OBJECTIVE: To define the short- and mid-term outcomes of patients discharged after an episode of acute-decompensated heart failure (ADHF) and evaluate the differences between patients discharged directly from the emergency department (ED) and those discharged after hospitalization. METHODS: We performed a prospective, multicenter, cohort-designed study, including consecutive patients diagnosed with ADHF in 27 Spanish EDs. Thirty-four variables on epidemiology, comorbidity, baseline status, vital signs, signs of congestion, laboratory tests, and treatment were collected in every patient. The primary outcome was a combined endpoint of ED revisit (without hospitalization) or hospitalization due to ADHF, or all-cause death. Secondary outcomes were each of these three events individually. Outcomes were obtained by survival analysis at different timepoints in the entire cohort, and crude and adjusted comparisons were carried out between patients discharged directly from the ED and after hospitalization. RESULTS: Of the 3233 patients diagnosed with ADHF during a 2-month period, we analyzed 2986 patients discharged alive: 787 (26.4%) discharged from the ED and 2199 (73.6%) after hospitalization.

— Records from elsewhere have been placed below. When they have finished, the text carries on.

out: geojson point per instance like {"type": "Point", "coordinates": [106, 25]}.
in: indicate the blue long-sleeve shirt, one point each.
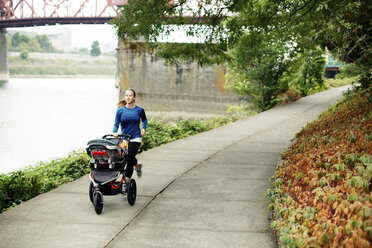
{"type": "Point", "coordinates": [129, 119]}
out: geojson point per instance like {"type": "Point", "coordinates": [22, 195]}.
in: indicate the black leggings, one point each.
{"type": "Point", "coordinates": [132, 152]}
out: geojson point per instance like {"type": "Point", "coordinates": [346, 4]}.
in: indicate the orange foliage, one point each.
{"type": "Point", "coordinates": [326, 177]}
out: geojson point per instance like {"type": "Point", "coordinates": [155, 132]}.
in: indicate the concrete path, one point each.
{"type": "Point", "coordinates": [202, 191]}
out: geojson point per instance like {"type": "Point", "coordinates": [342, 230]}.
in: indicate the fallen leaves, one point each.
{"type": "Point", "coordinates": [321, 191]}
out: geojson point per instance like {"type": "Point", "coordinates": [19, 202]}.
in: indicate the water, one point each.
{"type": "Point", "coordinates": [44, 118]}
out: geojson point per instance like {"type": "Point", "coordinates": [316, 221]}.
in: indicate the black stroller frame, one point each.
{"type": "Point", "coordinates": [108, 163]}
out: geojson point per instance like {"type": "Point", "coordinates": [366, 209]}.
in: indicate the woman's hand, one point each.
{"type": "Point", "coordinates": [143, 132]}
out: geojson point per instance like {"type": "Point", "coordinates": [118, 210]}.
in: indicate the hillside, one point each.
{"type": "Point", "coordinates": [321, 192]}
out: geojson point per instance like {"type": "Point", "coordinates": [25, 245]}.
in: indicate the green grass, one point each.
{"type": "Point", "coordinates": [39, 66]}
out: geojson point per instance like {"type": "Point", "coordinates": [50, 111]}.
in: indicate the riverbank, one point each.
{"type": "Point", "coordinates": [65, 64]}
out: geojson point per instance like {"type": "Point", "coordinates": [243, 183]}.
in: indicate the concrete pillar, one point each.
{"type": "Point", "coordinates": [163, 87]}
{"type": "Point", "coordinates": [4, 70]}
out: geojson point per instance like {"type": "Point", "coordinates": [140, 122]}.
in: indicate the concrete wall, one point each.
{"type": "Point", "coordinates": [4, 71]}
{"type": "Point", "coordinates": [163, 87]}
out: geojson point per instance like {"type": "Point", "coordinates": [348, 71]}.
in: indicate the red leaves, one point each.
{"type": "Point", "coordinates": [329, 168]}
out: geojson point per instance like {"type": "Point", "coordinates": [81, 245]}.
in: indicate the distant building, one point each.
{"type": "Point", "coordinates": [60, 38]}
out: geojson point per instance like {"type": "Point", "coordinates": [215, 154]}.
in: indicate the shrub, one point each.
{"type": "Point", "coordinates": [22, 185]}
{"type": "Point", "coordinates": [23, 54]}
{"type": "Point", "coordinates": [321, 190]}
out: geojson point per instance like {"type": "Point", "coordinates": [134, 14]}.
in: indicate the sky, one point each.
{"type": "Point", "coordinates": [82, 35]}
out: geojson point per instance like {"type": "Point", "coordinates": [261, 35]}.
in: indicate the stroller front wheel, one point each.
{"type": "Point", "coordinates": [91, 192]}
{"type": "Point", "coordinates": [98, 202]}
{"type": "Point", "coordinates": [132, 192]}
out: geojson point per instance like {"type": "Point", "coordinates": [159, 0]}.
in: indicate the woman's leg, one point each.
{"type": "Point", "coordinates": [132, 161]}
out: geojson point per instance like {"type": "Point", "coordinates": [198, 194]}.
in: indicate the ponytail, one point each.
{"type": "Point", "coordinates": [122, 103]}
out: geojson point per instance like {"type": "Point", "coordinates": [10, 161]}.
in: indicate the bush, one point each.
{"type": "Point", "coordinates": [24, 54]}
{"type": "Point", "coordinates": [159, 133]}
{"type": "Point", "coordinates": [25, 184]}
{"type": "Point", "coordinates": [321, 190]}
{"type": "Point", "coordinates": [22, 185]}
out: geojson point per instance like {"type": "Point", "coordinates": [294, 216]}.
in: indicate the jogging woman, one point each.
{"type": "Point", "coordinates": [129, 117]}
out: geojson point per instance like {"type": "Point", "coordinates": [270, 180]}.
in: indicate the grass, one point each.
{"type": "Point", "coordinates": [22, 185]}
{"type": "Point", "coordinates": [40, 66]}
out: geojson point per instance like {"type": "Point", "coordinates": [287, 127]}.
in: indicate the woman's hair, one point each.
{"type": "Point", "coordinates": [134, 93]}
{"type": "Point", "coordinates": [122, 103]}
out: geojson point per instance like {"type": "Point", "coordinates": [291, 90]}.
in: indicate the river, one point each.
{"type": "Point", "coordinates": [45, 118]}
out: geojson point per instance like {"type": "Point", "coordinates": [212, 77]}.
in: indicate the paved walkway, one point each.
{"type": "Point", "coordinates": [202, 191]}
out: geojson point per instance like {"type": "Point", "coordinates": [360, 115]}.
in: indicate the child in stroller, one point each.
{"type": "Point", "coordinates": [109, 157]}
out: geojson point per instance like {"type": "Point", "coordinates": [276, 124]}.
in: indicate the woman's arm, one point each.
{"type": "Point", "coordinates": [117, 121]}
{"type": "Point", "coordinates": [144, 122]}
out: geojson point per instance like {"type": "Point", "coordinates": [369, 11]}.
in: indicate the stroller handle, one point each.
{"type": "Point", "coordinates": [120, 136]}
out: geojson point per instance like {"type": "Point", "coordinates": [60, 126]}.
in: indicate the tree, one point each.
{"type": "Point", "coordinates": [342, 26]}
{"type": "Point", "coordinates": [311, 72]}
{"type": "Point", "coordinates": [96, 50]}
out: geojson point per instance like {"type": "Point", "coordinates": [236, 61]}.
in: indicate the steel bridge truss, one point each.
{"type": "Point", "coordinates": [21, 13]}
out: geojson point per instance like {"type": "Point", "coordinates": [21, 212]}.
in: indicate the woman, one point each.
{"type": "Point", "coordinates": [129, 117]}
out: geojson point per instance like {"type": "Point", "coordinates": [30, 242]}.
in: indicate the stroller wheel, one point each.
{"type": "Point", "coordinates": [98, 203]}
{"type": "Point", "coordinates": [132, 192]}
{"type": "Point", "coordinates": [91, 192]}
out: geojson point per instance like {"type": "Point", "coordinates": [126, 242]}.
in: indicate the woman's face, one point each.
{"type": "Point", "coordinates": [129, 96]}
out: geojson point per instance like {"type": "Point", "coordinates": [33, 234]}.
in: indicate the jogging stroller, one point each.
{"type": "Point", "coordinates": [109, 157]}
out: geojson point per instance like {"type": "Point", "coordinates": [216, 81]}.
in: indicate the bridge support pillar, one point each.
{"type": "Point", "coordinates": [4, 70]}
{"type": "Point", "coordinates": [161, 87]}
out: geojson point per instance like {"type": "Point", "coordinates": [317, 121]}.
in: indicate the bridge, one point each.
{"type": "Point", "coordinates": [28, 13]}
{"type": "Point", "coordinates": [187, 85]}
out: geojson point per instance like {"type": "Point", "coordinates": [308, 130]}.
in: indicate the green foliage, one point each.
{"type": "Point", "coordinates": [25, 184]}
{"type": "Point", "coordinates": [341, 26]}
{"type": "Point", "coordinates": [45, 43]}
{"type": "Point", "coordinates": [335, 82]}
{"type": "Point", "coordinates": [24, 54]}
{"type": "Point", "coordinates": [96, 50]}
{"type": "Point", "coordinates": [19, 42]}
{"type": "Point", "coordinates": [39, 66]}
{"type": "Point", "coordinates": [312, 72]}
{"type": "Point", "coordinates": [158, 133]}
{"type": "Point", "coordinates": [22, 185]}
{"type": "Point", "coordinates": [348, 71]}
{"type": "Point", "coordinates": [260, 65]}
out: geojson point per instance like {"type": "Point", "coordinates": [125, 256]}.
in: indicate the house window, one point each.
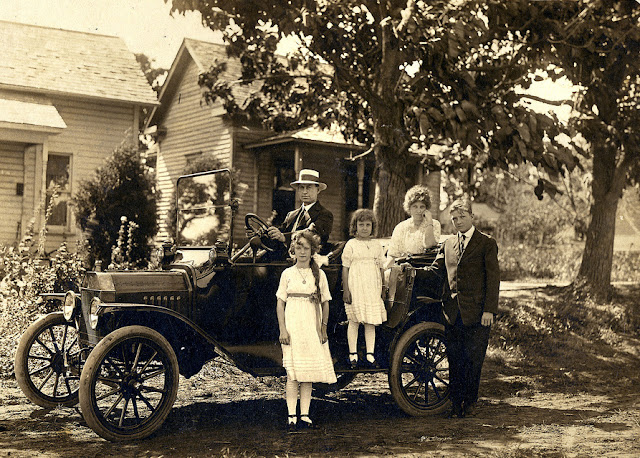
{"type": "Point", "coordinates": [59, 181]}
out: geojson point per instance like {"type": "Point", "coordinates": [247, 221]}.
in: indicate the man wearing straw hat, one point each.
{"type": "Point", "coordinates": [311, 215]}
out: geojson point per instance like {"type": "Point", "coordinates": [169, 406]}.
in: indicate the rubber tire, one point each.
{"type": "Point", "coordinates": [25, 382]}
{"type": "Point", "coordinates": [395, 375]}
{"type": "Point", "coordinates": [92, 368]}
{"type": "Point", "coordinates": [343, 380]}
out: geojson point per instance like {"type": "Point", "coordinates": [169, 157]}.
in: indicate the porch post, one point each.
{"type": "Point", "coordinates": [40, 186]}
{"type": "Point", "coordinates": [297, 160]}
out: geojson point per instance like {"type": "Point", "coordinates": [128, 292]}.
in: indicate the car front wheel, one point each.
{"type": "Point", "coordinates": [419, 374]}
{"type": "Point", "coordinates": [48, 362]}
{"type": "Point", "coordinates": [129, 384]}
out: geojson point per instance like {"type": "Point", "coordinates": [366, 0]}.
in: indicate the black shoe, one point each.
{"type": "Point", "coordinates": [470, 409]}
{"type": "Point", "coordinates": [292, 424]}
{"type": "Point", "coordinates": [306, 423]}
{"type": "Point", "coordinates": [456, 412]}
{"type": "Point", "coordinates": [372, 364]}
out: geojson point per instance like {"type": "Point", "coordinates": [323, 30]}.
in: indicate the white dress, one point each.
{"type": "Point", "coordinates": [408, 239]}
{"type": "Point", "coordinates": [364, 258]}
{"type": "Point", "coordinates": [306, 359]}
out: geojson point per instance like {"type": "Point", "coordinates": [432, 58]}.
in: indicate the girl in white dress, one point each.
{"type": "Point", "coordinates": [362, 270]}
{"type": "Point", "coordinates": [303, 313]}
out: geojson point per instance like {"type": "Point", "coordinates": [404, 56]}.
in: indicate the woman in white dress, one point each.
{"type": "Point", "coordinates": [418, 233]}
{"type": "Point", "coordinates": [303, 313]}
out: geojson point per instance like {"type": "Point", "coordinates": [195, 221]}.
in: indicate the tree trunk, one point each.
{"type": "Point", "coordinates": [597, 258]}
{"type": "Point", "coordinates": [390, 143]}
{"type": "Point", "coordinates": [390, 189]}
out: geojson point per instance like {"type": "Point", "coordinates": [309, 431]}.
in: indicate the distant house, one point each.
{"type": "Point", "coordinates": [186, 127]}
{"type": "Point", "coordinates": [67, 99]}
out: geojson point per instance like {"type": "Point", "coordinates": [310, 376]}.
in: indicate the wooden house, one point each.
{"type": "Point", "coordinates": [185, 127]}
{"type": "Point", "coordinates": [67, 100]}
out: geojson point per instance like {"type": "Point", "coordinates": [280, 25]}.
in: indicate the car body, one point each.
{"type": "Point", "coordinates": [119, 344]}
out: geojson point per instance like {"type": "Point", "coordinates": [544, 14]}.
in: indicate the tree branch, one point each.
{"type": "Point", "coordinates": [548, 102]}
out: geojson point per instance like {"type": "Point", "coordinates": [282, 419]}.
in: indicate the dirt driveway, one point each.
{"type": "Point", "coordinates": [582, 400]}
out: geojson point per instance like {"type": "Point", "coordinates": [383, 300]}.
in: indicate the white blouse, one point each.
{"type": "Point", "coordinates": [408, 239]}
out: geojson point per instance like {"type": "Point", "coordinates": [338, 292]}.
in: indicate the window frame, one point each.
{"type": "Point", "coordinates": [66, 194]}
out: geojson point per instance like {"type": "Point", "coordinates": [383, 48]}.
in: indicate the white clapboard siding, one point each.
{"type": "Point", "coordinates": [191, 129]}
{"type": "Point", "coordinates": [11, 173]}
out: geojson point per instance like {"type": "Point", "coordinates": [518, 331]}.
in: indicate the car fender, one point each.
{"type": "Point", "coordinates": [118, 307]}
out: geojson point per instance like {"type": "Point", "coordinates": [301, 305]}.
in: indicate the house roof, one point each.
{"type": "Point", "coordinates": [48, 60]}
{"type": "Point", "coordinates": [204, 54]}
{"type": "Point", "coordinates": [25, 115]}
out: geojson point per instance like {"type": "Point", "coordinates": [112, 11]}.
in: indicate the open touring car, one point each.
{"type": "Point", "coordinates": [119, 345]}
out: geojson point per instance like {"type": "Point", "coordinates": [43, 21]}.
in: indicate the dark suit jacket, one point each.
{"type": "Point", "coordinates": [472, 283]}
{"type": "Point", "coordinates": [321, 218]}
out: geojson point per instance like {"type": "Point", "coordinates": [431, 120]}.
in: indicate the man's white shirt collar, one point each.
{"type": "Point", "coordinates": [467, 235]}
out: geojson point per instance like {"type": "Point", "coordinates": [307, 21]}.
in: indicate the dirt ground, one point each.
{"type": "Point", "coordinates": [561, 396]}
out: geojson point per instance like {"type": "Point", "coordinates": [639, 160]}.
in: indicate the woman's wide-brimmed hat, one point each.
{"type": "Point", "coordinates": [308, 176]}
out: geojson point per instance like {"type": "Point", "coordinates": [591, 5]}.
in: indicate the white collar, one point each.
{"type": "Point", "coordinates": [468, 234]}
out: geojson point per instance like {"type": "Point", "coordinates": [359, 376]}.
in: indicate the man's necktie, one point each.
{"type": "Point", "coordinates": [300, 220]}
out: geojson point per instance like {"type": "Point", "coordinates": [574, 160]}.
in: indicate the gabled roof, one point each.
{"type": "Point", "coordinates": [47, 60]}
{"type": "Point", "coordinates": [204, 54]}
{"type": "Point", "coordinates": [313, 134]}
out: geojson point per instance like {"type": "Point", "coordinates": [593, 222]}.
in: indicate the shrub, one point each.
{"type": "Point", "coordinates": [26, 273]}
{"type": "Point", "coordinates": [122, 187]}
{"type": "Point", "coordinates": [204, 163]}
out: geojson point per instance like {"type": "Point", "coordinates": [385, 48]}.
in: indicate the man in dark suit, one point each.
{"type": "Point", "coordinates": [311, 215]}
{"type": "Point", "coordinates": [468, 265]}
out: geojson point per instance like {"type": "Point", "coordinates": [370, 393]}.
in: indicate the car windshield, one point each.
{"type": "Point", "coordinates": [203, 208]}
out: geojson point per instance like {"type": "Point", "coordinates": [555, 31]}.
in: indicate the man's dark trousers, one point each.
{"type": "Point", "coordinates": [466, 348]}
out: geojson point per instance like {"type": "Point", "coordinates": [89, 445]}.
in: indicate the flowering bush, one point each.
{"type": "Point", "coordinates": [26, 272]}
{"type": "Point", "coordinates": [560, 262]}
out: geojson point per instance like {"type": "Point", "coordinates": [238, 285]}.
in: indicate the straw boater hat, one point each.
{"type": "Point", "coordinates": [308, 176]}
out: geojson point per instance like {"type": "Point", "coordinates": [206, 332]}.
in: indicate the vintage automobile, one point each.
{"type": "Point", "coordinates": [119, 345]}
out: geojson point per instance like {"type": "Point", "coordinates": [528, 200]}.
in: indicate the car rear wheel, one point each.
{"type": "Point", "coordinates": [419, 375]}
{"type": "Point", "coordinates": [47, 363]}
{"type": "Point", "coordinates": [129, 384]}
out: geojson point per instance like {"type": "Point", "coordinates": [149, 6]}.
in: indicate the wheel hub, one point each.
{"type": "Point", "coordinates": [129, 386]}
{"type": "Point", "coordinates": [57, 363]}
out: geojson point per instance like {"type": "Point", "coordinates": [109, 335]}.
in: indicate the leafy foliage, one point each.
{"type": "Point", "coordinates": [150, 72]}
{"type": "Point", "coordinates": [399, 76]}
{"type": "Point", "coordinates": [122, 187]}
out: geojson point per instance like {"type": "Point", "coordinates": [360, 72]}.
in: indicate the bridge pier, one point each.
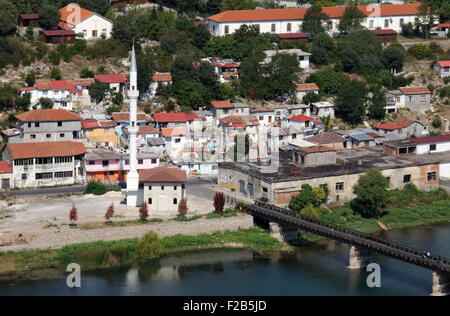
{"type": "Point", "coordinates": [360, 258]}
{"type": "Point", "coordinates": [441, 284]}
{"type": "Point", "coordinates": [282, 232]}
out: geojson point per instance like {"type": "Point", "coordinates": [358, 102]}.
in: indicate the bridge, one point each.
{"type": "Point", "coordinates": [284, 224]}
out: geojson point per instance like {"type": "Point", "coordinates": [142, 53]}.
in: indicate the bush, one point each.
{"type": "Point", "coordinates": [149, 246]}
{"type": "Point", "coordinates": [96, 188]}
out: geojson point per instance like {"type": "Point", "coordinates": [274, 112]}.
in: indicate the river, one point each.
{"type": "Point", "coordinates": [311, 270]}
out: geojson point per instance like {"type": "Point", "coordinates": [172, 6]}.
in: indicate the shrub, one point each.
{"type": "Point", "coordinates": [96, 188]}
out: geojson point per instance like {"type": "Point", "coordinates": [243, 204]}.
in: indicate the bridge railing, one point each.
{"type": "Point", "coordinates": [352, 232]}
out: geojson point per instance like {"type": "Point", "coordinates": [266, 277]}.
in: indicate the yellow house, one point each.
{"type": "Point", "coordinates": [100, 134]}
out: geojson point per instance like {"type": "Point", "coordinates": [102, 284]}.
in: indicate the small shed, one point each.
{"type": "Point", "coordinates": [59, 36]}
{"type": "Point", "coordinates": [26, 20]}
{"type": "Point", "coordinates": [386, 36]}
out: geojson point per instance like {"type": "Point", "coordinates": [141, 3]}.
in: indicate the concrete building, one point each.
{"type": "Point", "coordinates": [159, 79]}
{"type": "Point", "coordinates": [6, 175]}
{"type": "Point", "coordinates": [280, 186]}
{"type": "Point", "coordinates": [48, 126]}
{"type": "Point", "coordinates": [90, 24]}
{"type": "Point", "coordinates": [323, 109]}
{"type": "Point", "coordinates": [46, 163]}
{"type": "Point", "coordinates": [111, 167]}
{"type": "Point", "coordinates": [303, 89]}
{"type": "Point", "coordinates": [417, 99]}
{"type": "Point", "coordinates": [162, 189]}
{"type": "Point", "coordinates": [280, 21]}
{"type": "Point", "coordinates": [442, 68]}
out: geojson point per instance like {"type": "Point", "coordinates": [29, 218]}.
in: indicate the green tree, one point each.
{"type": "Point", "coordinates": [351, 100]}
{"type": "Point", "coordinates": [351, 19]}
{"type": "Point", "coordinates": [371, 194]}
{"type": "Point", "coordinates": [49, 16]}
{"type": "Point", "coordinates": [315, 21]}
{"type": "Point", "coordinates": [98, 91]}
{"type": "Point", "coordinates": [8, 18]}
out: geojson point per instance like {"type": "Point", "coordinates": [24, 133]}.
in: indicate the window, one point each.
{"type": "Point", "coordinates": [431, 176]}
{"type": "Point", "coordinates": [46, 175]}
{"type": "Point", "coordinates": [407, 178]}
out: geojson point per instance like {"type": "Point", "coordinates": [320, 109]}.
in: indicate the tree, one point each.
{"type": "Point", "coordinates": [182, 208]}
{"type": "Point", "coordinates": [350, 101]}
{"type": "Point", "coordinates": [371, 194]}
{"type": "Point", "coordinates": [49, 16]}
{"type": "Point", "coordinates": [109, 213]}
{"type": "Point", "coordinates": [219, 202]}
{"type": "Point", "coordinates": [149, 246]}
{"type": "Point", "coordinates": [46, 103]}
{"type": "Point", "coordinates": [73, 215]}
{"type": "Point", "coordinates": [377, 105]}
{"type": "Point", "coordinates": [315, 21]}
{"type": "Point", "coordinates": [8, 18]}
{"type": "Point", "coordinates": [351, 19]}
{"type": "Point", "coordinates": [98, 90]}
{"type": "Point", "coordinates": [143, 212]}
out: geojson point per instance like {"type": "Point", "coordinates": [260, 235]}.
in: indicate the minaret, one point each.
{"type": "Point", "coordinates": [133, 176]}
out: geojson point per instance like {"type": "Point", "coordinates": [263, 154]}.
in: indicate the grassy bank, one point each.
{"type": "Point", "coordinates": [101, 255]}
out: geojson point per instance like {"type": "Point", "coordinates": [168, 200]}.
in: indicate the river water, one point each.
{"type": "Point", "coordinates": [311, 270]}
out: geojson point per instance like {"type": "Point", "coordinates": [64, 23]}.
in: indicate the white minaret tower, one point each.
{"type": "Point", "coordinates": [133, 176]}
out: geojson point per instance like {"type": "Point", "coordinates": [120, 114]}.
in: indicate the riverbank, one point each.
{"type": "Point", "coordinates": [103, 255]}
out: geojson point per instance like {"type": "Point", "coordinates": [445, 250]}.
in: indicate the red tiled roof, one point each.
{"type": "Point", "coordinates": [415, 90]}
{"type": "Point", "coordinates": [59, 33]}
{"type": "Point", "coordinates": [48, 115]}
{"type": "Point", "coordinates": [162, 174]}
{"type": "Point", "coordinates": [301, 118]}
{"type": "Point", "coordinates": [73, 14]}
{"type": "Point", "coordinates": [162, 77]}
{"type": "Point", "coordinates": [222, 104]}
{"type": "Point", "coordinates": [112, 78]}
{"type": "Point", "coordinates": [384, 32]}
{"type": "Point", "coordinates": [292, 35]}
{"type": "Point", "coordinates": [46, 149]}
{"type": "Point", "coordinates": [299, 13]}
{"type": "Point", "coordinates": [430, 139]}
{"type": "Point", "coordinates": [87, 124]}
{"type": "Point", "coordinates": [125, 117]}
{"type": "Point", "coordinates": [31, 16]}
{"type": "Point", "coordinates": [444, 63]}
{"type": "Point", "coordinates": [389, 126]}
{"type": "Point", "coordinates": [5, 167]}
{"type": "Point", "coordinates": [307, 87]}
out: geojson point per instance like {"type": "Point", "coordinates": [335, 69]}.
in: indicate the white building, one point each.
{"type": "Point", "coordinates": [322, 109]}
{"type": "Point", "coordinates": [442, 68]}
{"type": "Point", "coordinates": [302, 57]}
{"type": "Point", "coordinates": [90, 24]}
{"type": "Point", "coordinates": [289, 20]}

The cumulative percentages of events for the whole cohort (at 7/30/180 days) for the combined endpoint were 7.8/24.7/57.8; for ED revisit 2.5/9.4/25.5; for hospitalization 4.6/15.3/40.7; and for death 0.9/4.3/16.8. After adjustment for patient profile and center, significant increases were found in the hazard ratios for ED- compared to hospital-discharged patients in the combined endpoint, ED revisit and hospitalization, being higher at short-term [at 7 days, 2.373 (1.678-3.355), 2.069 (1.188-3.602), and 3.071 (1.915-4.922), respectively] than at mid-term [at 180 days, 1.368 (1.160-1.614), 1.642 (1.265-2.132), and 1.302 (1.044-1.623), respectively]. No significant differences were found in death. CONCLUSIONS:Patients with ADHF discharged from the ED have worse outcomes, especially at short term, than those discharged after hospitalization. The definition and implementation of effective strategies to improve patient selection for direct ED discharge are needed.